Kennedy Odede found his first grey hair at six. Named after John F. Kennedy, he grew up as the eldest of eight children in Kibera, a teeming Kenyan slum without sewage systems, roads, running water, or access to basic needs, like health care and education. At ten, he was alone on the streets. Homeless and in despair at sixteen, Kennedy was given a book of Martin Luther King's speeches. Inspired, he bought a twenty-cent soccer ball and started a youth group, determined to bring the hope he'd found into the lives of his fellow citizens. He called it Shining Hope for Communities (SHOFCO).

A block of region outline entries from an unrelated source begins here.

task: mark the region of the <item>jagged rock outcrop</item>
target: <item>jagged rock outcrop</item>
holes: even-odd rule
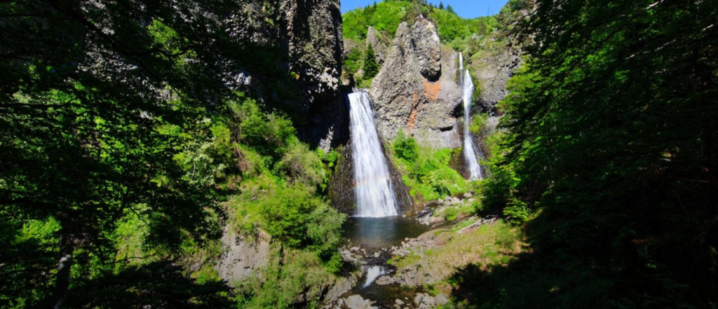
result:
[[[284,0],[279,10],[289,70],[297,75],[309,104],[336,100],[342,45],[338,0]]]
[[[339,0],[282,0],[289,70],[307,100],[304,139],[325,151],[348,136],[345,105],[339,92],[342,72],[342,15]]]
[[[376,62],[380,65],[383,64],[389,54],[389,42],[373,27],[370,27],[366,32],[366,48],[369,48],[370,44],[374,49]]]
[[[474,78],[480,92],[474,106],[491,115],[497,114],[497,104],[506,98],[506,84],[521,65],[521,49],[503,47],[490,50],[478,61],[475,61]]]
[[[430,22],[420,17],[411,27],[399,25],[391,52],[370,91],[383,138],[393,138],[401,130],[424,146],[461,146],[455,128],[461,89],[455,76],[443,70],[442,54]]]
[[[255,237],[247,237],[225,227],[222,237],[223,252],[215,269],[220,278],[233,283],[251,275],[269,262],[271,237],[259,230]]]
[[[249,65],[233,79],[271,104],[290,106],[302,120],[295,123],[299,137],[312,148],[328,151],[342,143],[348,113],[339,90],[339,0],[247,0],[242,8],[228,19],[228,32],[274,58],[256,60],[266,63]],[[278,76],[281,70],[286,76]]]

Several years later, Jessica Posner, an irrepressible Wesleyan student, went abroad to work with SHOFCO and, despite Kennedy's incredulous objections, moved into his tiny house. They fell in love. When Kennedy was threatened by political violence, Jessica helped him win a full scholarship to Wesleyan and brought him to America. Torn between his lifelong wish for an education and an abiding loyalty to his community, Kennedy, with Jessica at his side, decided to start a school for Kibera's most vulnerable population: girls.
The alchemy of their remarkable union and the small, joyful world their brilliant collaboration has made in Kibera have drawn the support of community members and celebrities alike. With this support, Jessica and Kennedy have been able to provide water, health care, and entrepreneurial programs, which now serve more than seventy-six thousand people, and have replicated this model in Mathare, another Kenyan slum. Because of their efforts, hundreds of young girls have the potential to become Kenya's future leaders, and tens of thousands of people living in poverty have access to clean water, health care, and economic empowerment programs. Their girls attend school every day in crisp blue uniforms and red sweaters. Filled with hope and ambition for the future, they adhere to a rigorous curriculum and outperform students from the most expensive schools in Kenya. By elevating these girls, Jessica and Kennedy have started a subtle yet powerful revolution in each community, and have dedicated themselves to bringing the same resolve and enthusiasm to urban slums beyond Kibera and Mathare.
Jessica and Kennedy's story is many things: a tender love story, a tale of how true leaders are made, and an account of the successful melding of the best in two cultures. Few have fought as tenaciously and ingeniously against poverty and hopelessness as these two young people. Their story vividly illustrates the power of young, hopeful people to have an impact on the world, and stands as a testament to the transformations made possible by true love.